The Arab attitude today is that they need to engage more with Syria and Lebanon. If they want to contain Iran in the region, they must reopen ties, [and] rebuild their stakes in countries like Syria and Lebanon. And so it makes sense to them right now, especially if the JCPOA [the collapsed 2015 Iran nuclear agreement currently in renegotiation] is going to be signed, to take a new position, no longer a policy of isolation, but a policy of strengthening their holdings in both countries.

How is Lebanon benefiting from improved relations with Saudi Arabia? Could they help him out of the economic turmoil?

I don’t think anyone wants to give money to Lebanon until there are economic reforms in the country. Nobody wants to lose money in Lebanon like before. If in the future Lebanon will benefit from economic aid, this must obviously come mainly from the Arab world, in particular from the Arab countries of the Gulf. Any Sunni Prime Minister in Lebanon, and in particular the current Sunni Prime Minister Mikati, has an interest and is very keen to maintain good relations with the Gulf countries. And they don’t want to allow Hezbollah to undermine those relationships.

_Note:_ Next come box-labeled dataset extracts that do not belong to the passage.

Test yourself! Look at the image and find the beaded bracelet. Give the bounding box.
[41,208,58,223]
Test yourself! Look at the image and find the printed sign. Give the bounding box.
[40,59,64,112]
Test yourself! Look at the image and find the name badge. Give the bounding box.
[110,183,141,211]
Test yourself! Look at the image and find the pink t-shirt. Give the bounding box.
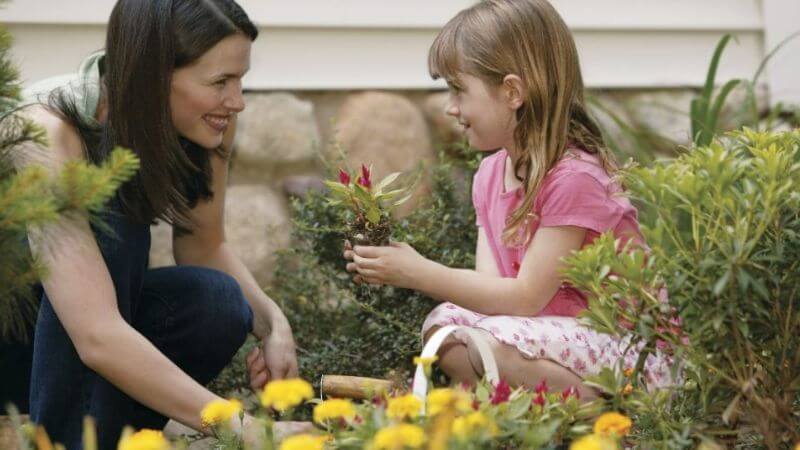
[472,148,644,317]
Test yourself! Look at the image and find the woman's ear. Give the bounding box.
[503,73,526,111]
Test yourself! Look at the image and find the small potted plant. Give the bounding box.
[325,164,411,246]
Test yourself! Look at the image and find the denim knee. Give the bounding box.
[193,269,253,349]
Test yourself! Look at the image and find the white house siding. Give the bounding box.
[0,0,800,103]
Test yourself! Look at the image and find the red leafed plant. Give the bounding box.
[325,164,411,245]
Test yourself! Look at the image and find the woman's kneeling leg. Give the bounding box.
[91,266,253,448]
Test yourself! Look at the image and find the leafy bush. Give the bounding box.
[567,130,800,449]
[270,153,477,386]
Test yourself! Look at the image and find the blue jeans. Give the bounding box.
[30,202,253,450]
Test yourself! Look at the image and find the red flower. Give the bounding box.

I don’t see any money coming from the Gulf States until reforms are introduced… The Gulf will watch things like the progress of Lebanon’s deal with the IMF (International Monetary Fund). If Lebanon introduces reforms and the agreement with the IMF is concluded, there is a good chance that it will help Lebanon. But until then, all they are prepared to do is help Lebanon for humanitarian reasons, which basically means that they will not go through the Lebanese state.